Oleh sebab itu, dengan mengganti bahan baku batu bara menjadi nuklir dapat mereduksi emisi CO2 sebesar 4.000 sampai 7.000 kTon. Namun, dalam penggantian batubara ke nuklir sebagai pembangkit listrik yang ramah lingkungan dan efisien, terdapat tantangan dan resiko dalam pembangunannya. Adanya faktor limbah radioaktif, masa konstruksi PLTN, rawan bencana, dan persepsi masyarakat menjadi tantangan dalam pembangunan PLTN.
Adapun, solusi untuk mengatasi tantangan dalam pembangunan PLTN berbahan baku Uranium di Indonesia melibatkan upaya serius dalam beberapa aspek. Pertama, perlu adanya kolaborasi erat dengan negara-negara yang memiliki pengalaman dalam teknologi nuklir dan penyediaan Uranium, sehingga Indonesia dapat memanfaatkan pengetahuan dan sumber daya yang tersedia secara global.

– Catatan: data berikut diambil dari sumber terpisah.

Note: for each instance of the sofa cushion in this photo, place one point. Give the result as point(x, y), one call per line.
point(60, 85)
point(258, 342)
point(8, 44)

Selanjutnya, mengembangkan kapasitas dalam negeri dengan melatih tenaga kerja terampil dan personil yang kompeten dalam bidang nuklir. Komunikasi transparan dan efektif dengan masyarakat juga merupakan langkah penting untuk membangun dukungan publik dan mengatasi kekhawatiran terkait keselamatan nuklir.
Selain itu, investasi dalam riset dan pengembangan teknologi nuklir yang lebih aman dan efisien akan menjadi kunci dalam mengoptimalkan potensi PLTN. Terakhir, kemitraan dengan sektor swasta juga dapat membantu mengamankan sumber pendanaan dan pengelolaan yang berkelanjutan untuk proyek PLTN di masa depan. Dengan pendekatan komprehensif ini, Indonesia dapat mengatasi tantangan pembangunan PLTN berbahan baku Uranium dengan lebih efektif untuk mencapai tujuan energi bersih dan berkelanjutan.